Lighter, I've used that technique for awhile now. But have run up against something that's getting in the way. I think maybe just time will fix it; there isn't any other solution, really.
That is: I don't trust myself enough to make smart decisions. Part of the benefit of being in a relationship is having someone to talk things through with; their viewpoints/druthers; all that makes for a better decision and better understanding of the decision overall, IMO. I need someone to critique and see the things I'm missing; someone to validate; and someone to "what if..." with.
At the root of this, is that it still feels taboo - a sin against the "way things are supposed to be" - to simply know what I want and decide to go do that. To just suit myself - and to hell with what anyone else thinks, wants, or is afraid will happen to me. My "job", if you will, is to see the other half of "my brain"; the other person... gets enough of what he wants/needs. You could say my autonomy has atrophied over the years of being in relationships. It needs some rehab.
And in particular - I'm seeking male input/validation. Approval, perhaps. Someone to challenge my preconceived notions and settling for "whatever I can get" - instead of seeking a higher standard. Competitiveness was a part of my relationship with hubs; but not mean spirited - it didn't matter who "won" - what mattered was how that challenge was "played". At the end of the day - no matter the frustrations or perceived insults - we still loved each other just the way we are; warts & all.

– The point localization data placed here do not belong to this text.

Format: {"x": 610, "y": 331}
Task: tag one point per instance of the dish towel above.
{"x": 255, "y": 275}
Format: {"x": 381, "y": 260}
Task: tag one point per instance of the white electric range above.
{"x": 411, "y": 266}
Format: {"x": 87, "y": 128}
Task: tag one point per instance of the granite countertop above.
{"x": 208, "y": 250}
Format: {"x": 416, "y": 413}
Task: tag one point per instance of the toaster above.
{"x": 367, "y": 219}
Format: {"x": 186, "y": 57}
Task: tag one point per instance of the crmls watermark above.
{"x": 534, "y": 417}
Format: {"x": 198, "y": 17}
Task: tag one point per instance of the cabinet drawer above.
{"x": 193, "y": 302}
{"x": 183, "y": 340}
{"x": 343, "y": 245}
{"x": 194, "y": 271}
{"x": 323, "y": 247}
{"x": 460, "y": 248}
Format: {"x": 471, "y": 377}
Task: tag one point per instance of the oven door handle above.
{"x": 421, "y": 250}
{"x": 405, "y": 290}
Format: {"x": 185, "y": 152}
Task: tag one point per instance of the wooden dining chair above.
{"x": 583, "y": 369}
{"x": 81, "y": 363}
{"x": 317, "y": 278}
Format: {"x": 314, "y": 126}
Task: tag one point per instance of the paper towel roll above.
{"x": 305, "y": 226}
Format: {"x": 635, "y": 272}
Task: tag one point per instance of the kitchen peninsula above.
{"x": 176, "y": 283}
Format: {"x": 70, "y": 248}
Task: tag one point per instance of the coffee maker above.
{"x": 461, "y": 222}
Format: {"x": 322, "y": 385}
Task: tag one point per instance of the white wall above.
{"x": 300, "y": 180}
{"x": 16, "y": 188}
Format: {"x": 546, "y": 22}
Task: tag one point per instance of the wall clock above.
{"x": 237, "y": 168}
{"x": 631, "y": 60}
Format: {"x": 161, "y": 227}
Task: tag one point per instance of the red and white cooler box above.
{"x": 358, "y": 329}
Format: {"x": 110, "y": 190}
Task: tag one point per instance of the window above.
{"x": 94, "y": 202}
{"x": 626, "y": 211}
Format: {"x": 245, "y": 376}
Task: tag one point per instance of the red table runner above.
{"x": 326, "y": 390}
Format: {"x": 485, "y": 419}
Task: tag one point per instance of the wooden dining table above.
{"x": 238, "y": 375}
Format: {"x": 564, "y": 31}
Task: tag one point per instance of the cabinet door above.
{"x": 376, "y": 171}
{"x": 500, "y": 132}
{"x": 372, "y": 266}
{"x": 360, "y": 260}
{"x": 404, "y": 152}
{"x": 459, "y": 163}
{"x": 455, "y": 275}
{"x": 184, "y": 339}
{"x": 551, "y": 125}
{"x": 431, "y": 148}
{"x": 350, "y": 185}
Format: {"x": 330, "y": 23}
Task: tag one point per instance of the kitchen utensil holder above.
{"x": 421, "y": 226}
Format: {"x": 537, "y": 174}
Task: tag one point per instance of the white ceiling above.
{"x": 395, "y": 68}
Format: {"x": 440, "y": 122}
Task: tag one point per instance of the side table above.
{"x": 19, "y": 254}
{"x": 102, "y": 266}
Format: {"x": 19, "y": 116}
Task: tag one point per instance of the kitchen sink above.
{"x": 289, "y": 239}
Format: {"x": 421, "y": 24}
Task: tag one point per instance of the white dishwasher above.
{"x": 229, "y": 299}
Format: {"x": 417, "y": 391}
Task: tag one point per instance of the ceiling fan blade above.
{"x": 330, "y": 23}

Part of my brain is trying to tell me, that I could've altered the facts of what happened. I keep kicking it's butt, too. Because how this all happened was Mike's choice; I felt like a nag as it was - suggesting he see a doctor. For YEARS, even before we moved. We had discussed it all in depth. Several times. He chose not to and only acquiesced at the end, because we all ganged up on him. And he lived his worst nightmare of tests, tubes, and hospitals. And once we were able to make him comfortable and safe at home - he had his exit plan all lined up. He told me one day, even through not being able to talk clearly, that he was NOT a piece of furniture! I think that meant, that he felt like he was - because literally, there was almost nothing he could do for himself. He hated that; absolutely could not bear it. And it hurt him to see how tired I was too, even with the night nurses helping.
I don't know what that nasty, finger-pointing part of my brain is or why it exists in me. It's evil. It's not "conscience", as my mother still tries to tell me. I sure as hell didn't do anything wrong. But having to deal with it, and with the lack of some brain-storming partner who will let me talk things out... is getting me stuck. Stuck is bad; stuck is deer in the headlights; stuck is... well, dead in the water. No power; no energy; no directional rudders; no compass - just drifting. Ack.

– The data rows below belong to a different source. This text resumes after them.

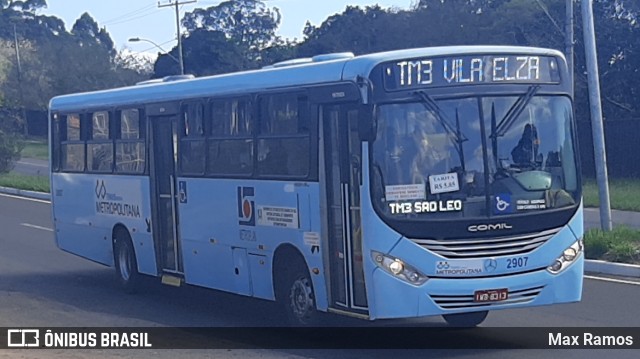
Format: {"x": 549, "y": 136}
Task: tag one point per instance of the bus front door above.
{"x": 163, "y": 194}
{"x": 342, "y": 176}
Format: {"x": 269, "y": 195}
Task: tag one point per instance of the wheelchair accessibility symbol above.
{"x": 182, "y": 191}
{"x": 503, "y": 204}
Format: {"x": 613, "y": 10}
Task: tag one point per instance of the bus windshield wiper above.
{"x": 432, "y": 106}
{"x": 513, "y": 113}
{"x": 455, "y": 135}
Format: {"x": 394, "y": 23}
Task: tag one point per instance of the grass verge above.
{"x": 622, "y": 244}
{"x": 30, "y": 183}
{"x": 35, "y": 149}
{"x": 624, "y": 194}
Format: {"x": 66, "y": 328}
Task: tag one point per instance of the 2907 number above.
{"x": 519, "y": 262}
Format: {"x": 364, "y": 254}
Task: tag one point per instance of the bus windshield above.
{"x": 474, "y": 157}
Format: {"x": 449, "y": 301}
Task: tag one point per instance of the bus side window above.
{"x": 130, "y": 146}
{"x": 72, "y": 147}
{"x": 192, "y": 141}
{"x": 230, "y": 144}
{"x": 100, "y": 145}
{"x": 283, "y": 142}
{"x": 56, "y": 139}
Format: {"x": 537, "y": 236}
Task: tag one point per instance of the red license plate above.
{"x": 491, "y": 295}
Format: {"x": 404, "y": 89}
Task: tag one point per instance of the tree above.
{"x": 205, "y": 53}
{"x": 249, "y": 24}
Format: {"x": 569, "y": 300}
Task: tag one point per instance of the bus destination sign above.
{"x": 470, "y": 70}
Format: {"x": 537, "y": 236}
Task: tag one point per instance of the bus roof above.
{"x": 304, "y": 73}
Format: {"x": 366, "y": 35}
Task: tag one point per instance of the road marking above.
{"x": 25, "y": 198}
{"x": 612, "y": 280}
{"x": 36, "y": 227}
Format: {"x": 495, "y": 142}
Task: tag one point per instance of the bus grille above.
{"x": 487, "y": 247}
{"x": 466, "y": 301}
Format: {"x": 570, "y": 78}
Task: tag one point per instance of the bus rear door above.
{"x": 163, "y": 120}
{"x": 342, "y": 175}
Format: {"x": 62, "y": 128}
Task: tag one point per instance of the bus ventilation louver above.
{"x": 487, "y": 247}
{"x": 467, "y": 301}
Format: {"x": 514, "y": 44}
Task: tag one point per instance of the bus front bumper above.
{"x": 394, "y": 298}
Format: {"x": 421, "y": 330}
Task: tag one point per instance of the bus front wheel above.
{"x": 465, "y": 319}
{"x": 125, "y": 262}
{"x": 296, "y": 296}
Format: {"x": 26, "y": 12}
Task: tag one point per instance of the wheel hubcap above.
{"x": 301, "y": 297}
{"x": 123, "y": 263}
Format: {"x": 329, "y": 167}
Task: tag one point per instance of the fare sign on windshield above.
{"x": 469, "y": 70}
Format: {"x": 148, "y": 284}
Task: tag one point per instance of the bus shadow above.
{"x": 250, "y": 323}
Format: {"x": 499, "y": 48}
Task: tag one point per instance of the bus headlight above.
{"x": 398, "y": 268}
{"x": 568, "y": 256}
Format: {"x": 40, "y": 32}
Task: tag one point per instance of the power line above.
{"x": 129, "y": 14}
{"x": 176, "y": 4}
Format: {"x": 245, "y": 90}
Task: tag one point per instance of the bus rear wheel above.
{"x": 466, "y": 320}
{"x": 125, "y": 262}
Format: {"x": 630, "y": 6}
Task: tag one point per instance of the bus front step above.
{"x": 171, "y": 280}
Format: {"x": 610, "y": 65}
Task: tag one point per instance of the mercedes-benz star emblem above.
{"x": 490, "y": 265}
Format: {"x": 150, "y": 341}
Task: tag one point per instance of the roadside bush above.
{"x": 622, "y": 244}
{"x": 11, "y": 142}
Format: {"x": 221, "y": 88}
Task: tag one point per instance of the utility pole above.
{"x": 177, "y": 3}
{"x": 596, "y": 114}
{"x": 19, "y": 65}
{"x": 569, "y": 41}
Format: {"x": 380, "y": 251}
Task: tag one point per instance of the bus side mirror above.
{"x": 367, "y": 123}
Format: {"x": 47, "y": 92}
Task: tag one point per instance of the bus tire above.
{"x": 125, "y": 262}
{"x": 296, "y": 296}
{"x": 466, "y": 320}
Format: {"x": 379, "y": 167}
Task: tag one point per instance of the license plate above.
{"x": 491, "y": 295}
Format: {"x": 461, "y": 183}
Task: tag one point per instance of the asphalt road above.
{"x": 44, "y": 287}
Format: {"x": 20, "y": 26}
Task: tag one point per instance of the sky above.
{"x": 125, "y": 19}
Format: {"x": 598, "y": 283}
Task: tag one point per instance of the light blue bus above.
{"x": 421, "y": 182}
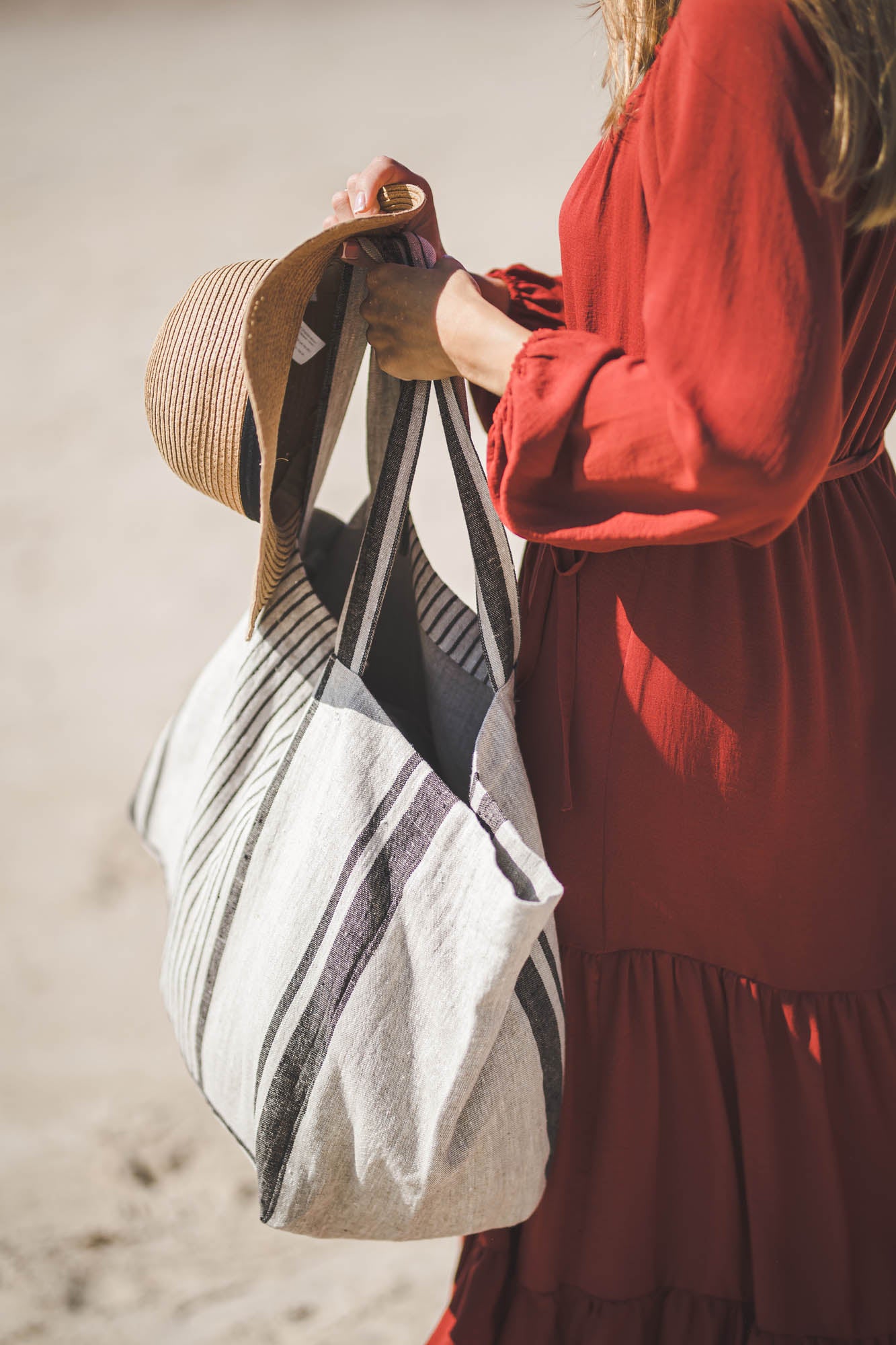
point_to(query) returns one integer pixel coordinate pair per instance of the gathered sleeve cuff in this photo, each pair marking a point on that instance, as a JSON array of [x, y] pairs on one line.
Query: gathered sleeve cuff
[[536, 301], [729, 420]]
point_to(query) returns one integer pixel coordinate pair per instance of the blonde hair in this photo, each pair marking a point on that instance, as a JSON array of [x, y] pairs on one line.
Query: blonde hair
[[858, 40]]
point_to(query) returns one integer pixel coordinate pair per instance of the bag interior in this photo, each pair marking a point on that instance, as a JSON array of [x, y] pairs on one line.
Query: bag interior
[[399, 677]]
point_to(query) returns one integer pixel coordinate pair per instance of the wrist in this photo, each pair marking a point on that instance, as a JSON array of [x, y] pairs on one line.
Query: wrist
[[495, 291], [481, 341]]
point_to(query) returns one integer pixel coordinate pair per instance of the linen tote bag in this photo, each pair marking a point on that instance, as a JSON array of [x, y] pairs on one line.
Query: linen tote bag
[[361, 964]]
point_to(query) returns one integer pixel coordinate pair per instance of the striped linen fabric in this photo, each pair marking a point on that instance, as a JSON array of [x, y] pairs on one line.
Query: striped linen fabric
[[361, 962]]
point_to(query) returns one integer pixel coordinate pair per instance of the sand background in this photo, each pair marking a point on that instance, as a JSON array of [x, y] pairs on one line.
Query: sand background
[[142, 146]]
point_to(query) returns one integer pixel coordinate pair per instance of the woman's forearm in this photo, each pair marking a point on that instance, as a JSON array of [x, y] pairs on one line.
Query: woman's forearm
[[478, 336]]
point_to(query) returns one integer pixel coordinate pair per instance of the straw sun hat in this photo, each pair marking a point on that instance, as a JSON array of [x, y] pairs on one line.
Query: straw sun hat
[[233, 387]]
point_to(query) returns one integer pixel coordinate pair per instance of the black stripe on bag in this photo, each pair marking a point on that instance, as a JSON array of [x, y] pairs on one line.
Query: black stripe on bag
[[360, 937], [240, 878], [323, 401], [373, 540], [552, 962], [545, 1030], [323, 925], [490, 571]]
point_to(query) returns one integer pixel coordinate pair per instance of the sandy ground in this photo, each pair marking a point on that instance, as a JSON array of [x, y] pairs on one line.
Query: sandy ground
[[143, 145]]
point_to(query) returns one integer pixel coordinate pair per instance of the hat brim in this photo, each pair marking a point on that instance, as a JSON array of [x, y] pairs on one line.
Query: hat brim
[[271, 328]]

So, I'm flailing a bit. Looking for purchase; some traction and something to grab onto and pull myself out of this.
Because I built a homestead, with Ex#2 - and because the past few years I found myself trying to replicate some aspects of that here at the beach (and conditions are the worst they can be for that), I'm on a couple of forums for that kind of thing. Those folks are hearing me say I'm lonely, is the latest feedback. Except, I really don't want to be around people. I like the amount of space I have, that I only share with the cat. I don't want to have to interact -- yet here I am -- looking for that connection. And over there - looking for validation and things I didn't think about re: the cabin that I haven't spent 24 hours in yet.
Do you suppose it's possible to want two mutually exclusive things at once? Unconsciously and subconsciously? And maybe even what passes for consciousness? (yeah, that's three - but who's counting???)
Yep; flailing. I guess this will pass too.